Two stanzas following stanza 124 are believed to have been composed by Phraya Trang in the early 19th century to fill a lacuna and are not included in the numbering scheme. A stanza 294 appeared on the end in some earlier additions but is now considered a late addition and omitted.

==Date and authorship==
As the poem is written to glorify King Trailokanat, most authorities agree that it was written before the end of his reign (1488) and probably very soon after the battle. MR Suphawat Kasemsi proposed that the author was a monk named Panya Phaisan whose name appears in stanza 58 as เบญญาพิศาล. Wipha Konkanan proposed that the author was female on grounds that a female pronoun is used, but others consider this unlikely. Phra Borihan Thepthani proposed that the author was a son of King Trailokanat who spent a long time in the monkhood as Phra Suriyawong. Prince Damrong Rajanubhab accepted that the authorship cannot be known for sure.

Vickery called the poem "allegedly 15th-century". It describes the laterite walls of Chiang Chuen, and he held that those walls, whose gun ports he dated to the 16th century at the earliest, cast doubt on the received date of the poem. He noted that A. B. Griswold had once dated the walls to the 16th century and changed his view after studying the poem.

==Manuscripts and publications==

The National Archives of Thailand has 24 samut thai manuscripts of all or part of the poem. However, all clearly stem from a single original as the content and obvious lacunae are the same; they differ in spelling and wording.

In 1970, Chanthit Krasaesin (ฉันทิชย์ กระแสสินธุ์) produced a critical edition of the poem with details on the variations in different manuscripts and his interpretation of each stanza in modern Thai prose. In 1976, A. B. Griswold and Prasert na Nagara published an article in English setting the poem into its historical context, using material culled mainly from the Ayutthaya and Chiang Mai chronicles. They provided a rough translation of around half the stanzas, largely following Chanthit, and a summary of the rest.

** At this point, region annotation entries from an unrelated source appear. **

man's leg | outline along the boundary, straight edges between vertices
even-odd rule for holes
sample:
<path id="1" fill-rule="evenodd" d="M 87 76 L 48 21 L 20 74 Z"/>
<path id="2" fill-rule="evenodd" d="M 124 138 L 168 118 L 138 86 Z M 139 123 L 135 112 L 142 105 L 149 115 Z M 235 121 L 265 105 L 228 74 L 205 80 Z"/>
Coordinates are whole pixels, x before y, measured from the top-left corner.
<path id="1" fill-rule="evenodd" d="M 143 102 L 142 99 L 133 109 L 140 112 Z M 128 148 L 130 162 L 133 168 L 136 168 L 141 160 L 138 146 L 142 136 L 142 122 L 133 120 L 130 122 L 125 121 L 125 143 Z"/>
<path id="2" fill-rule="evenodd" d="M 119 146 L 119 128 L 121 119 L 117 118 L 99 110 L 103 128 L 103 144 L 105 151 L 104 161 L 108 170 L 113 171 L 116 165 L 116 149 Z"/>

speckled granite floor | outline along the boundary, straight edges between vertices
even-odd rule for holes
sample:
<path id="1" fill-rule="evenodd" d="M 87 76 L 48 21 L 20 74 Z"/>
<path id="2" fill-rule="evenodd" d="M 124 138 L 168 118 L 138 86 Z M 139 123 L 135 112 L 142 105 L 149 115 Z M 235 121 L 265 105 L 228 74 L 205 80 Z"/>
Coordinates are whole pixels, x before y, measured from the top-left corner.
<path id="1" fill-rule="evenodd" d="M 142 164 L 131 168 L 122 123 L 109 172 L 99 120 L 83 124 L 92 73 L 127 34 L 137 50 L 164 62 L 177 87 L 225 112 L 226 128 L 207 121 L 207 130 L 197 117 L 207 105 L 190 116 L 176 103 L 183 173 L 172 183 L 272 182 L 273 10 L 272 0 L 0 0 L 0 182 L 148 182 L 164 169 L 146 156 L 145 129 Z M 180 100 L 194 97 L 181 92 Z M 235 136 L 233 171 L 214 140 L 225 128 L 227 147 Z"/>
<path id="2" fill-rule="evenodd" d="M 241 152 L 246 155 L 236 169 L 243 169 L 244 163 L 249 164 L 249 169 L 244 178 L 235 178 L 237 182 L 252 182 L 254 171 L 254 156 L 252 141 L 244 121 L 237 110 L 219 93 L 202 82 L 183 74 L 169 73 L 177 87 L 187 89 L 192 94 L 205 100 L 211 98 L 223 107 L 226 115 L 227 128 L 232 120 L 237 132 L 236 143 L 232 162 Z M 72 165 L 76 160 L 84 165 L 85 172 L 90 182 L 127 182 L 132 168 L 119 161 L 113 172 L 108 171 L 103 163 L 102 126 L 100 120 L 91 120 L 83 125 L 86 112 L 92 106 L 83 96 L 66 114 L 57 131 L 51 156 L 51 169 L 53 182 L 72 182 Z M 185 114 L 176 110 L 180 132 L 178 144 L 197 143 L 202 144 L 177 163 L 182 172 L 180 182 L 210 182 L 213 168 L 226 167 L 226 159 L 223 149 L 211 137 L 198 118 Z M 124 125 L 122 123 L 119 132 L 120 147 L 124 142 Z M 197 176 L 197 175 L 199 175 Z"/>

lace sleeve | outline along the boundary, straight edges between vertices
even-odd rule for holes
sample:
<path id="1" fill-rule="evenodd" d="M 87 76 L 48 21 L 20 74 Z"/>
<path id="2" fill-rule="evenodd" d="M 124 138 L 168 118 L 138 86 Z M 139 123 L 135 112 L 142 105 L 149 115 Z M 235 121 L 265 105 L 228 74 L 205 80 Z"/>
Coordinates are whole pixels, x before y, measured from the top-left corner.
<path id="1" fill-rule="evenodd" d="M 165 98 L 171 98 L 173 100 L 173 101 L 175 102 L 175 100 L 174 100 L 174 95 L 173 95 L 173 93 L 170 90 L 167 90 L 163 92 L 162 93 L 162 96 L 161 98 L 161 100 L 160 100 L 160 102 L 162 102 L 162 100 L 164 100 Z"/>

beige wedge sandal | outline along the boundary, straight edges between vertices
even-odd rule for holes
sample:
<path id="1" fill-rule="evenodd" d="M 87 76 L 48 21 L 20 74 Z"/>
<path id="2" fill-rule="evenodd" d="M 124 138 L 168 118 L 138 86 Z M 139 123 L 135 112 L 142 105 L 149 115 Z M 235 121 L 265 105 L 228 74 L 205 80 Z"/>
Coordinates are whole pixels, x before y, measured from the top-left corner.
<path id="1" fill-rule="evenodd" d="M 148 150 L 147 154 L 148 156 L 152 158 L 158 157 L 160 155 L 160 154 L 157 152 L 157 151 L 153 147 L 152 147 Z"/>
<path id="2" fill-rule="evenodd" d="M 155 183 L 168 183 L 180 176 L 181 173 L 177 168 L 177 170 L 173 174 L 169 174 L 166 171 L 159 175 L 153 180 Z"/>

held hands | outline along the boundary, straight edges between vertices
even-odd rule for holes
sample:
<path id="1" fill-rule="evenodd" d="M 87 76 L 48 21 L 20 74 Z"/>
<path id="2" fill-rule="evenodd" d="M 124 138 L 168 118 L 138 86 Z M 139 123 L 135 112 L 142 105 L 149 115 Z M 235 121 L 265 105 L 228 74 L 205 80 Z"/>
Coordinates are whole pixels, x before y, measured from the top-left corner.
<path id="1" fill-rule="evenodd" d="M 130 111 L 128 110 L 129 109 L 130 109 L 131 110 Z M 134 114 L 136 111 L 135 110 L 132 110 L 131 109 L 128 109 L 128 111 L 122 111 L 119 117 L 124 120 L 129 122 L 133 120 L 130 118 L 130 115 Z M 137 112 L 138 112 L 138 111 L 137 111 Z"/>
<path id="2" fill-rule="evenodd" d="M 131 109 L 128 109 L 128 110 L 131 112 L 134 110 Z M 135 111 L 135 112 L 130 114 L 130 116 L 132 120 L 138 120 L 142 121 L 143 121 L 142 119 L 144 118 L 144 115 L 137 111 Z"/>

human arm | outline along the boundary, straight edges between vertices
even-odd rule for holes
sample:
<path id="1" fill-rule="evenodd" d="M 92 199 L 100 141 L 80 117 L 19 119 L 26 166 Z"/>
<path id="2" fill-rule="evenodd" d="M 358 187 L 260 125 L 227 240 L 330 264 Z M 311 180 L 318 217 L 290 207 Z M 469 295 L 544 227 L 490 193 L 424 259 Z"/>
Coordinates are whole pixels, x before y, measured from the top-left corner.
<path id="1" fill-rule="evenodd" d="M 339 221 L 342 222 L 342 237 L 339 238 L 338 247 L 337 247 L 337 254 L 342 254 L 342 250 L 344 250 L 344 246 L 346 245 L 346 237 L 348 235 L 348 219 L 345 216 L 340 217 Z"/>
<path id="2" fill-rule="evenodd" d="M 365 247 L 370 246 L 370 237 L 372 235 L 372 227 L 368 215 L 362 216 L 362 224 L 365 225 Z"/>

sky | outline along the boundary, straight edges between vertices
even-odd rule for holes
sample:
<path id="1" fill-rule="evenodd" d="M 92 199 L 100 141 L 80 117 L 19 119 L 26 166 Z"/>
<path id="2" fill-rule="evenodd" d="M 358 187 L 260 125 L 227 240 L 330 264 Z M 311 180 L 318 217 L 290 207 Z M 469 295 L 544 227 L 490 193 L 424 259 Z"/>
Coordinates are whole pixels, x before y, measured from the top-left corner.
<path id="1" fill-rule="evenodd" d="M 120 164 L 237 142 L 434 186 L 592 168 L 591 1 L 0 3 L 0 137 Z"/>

In 2001 the Royal Institute of Thailand produced an edition based on Chanthit's format, with many reinterpretations devised by a 19-member committee. As many words are obscure, and parts of the manuscript may have been corrupted by damage or faulty copying, the committee offered alternative readings of several lines.

==English translations==

The poem has been translated into English by Thailand's National Team on Anthology of ASEAN Literatures (คณะทำงานโครงการรวมวรรณกรรมอาเซียนประเทศไทย). The translation is featured in the Anthology of ASEAN Literatures of Thailand, Volume II a (วรรณกรรมอาเซียน ประเทศไทย เล่ม ๒ เอ), first published in 1999.

In 2017, Chris Baker and Pasuk Phongpaichit published an English verse translation.

==Legacy==

Yuan Phai had a formative influence on a later tradition of royal-panegyric literature in Thai including works in praise of King Naresuan, King Prasat Thong, King Narai, King Taksin, and King Rama I.

Taleng Phai (ตะเลงพ่าย, "Defeat of the Mon"), an epic poem composed by Prince Paramanuchitchinorot, is modelled on Yuan Phai.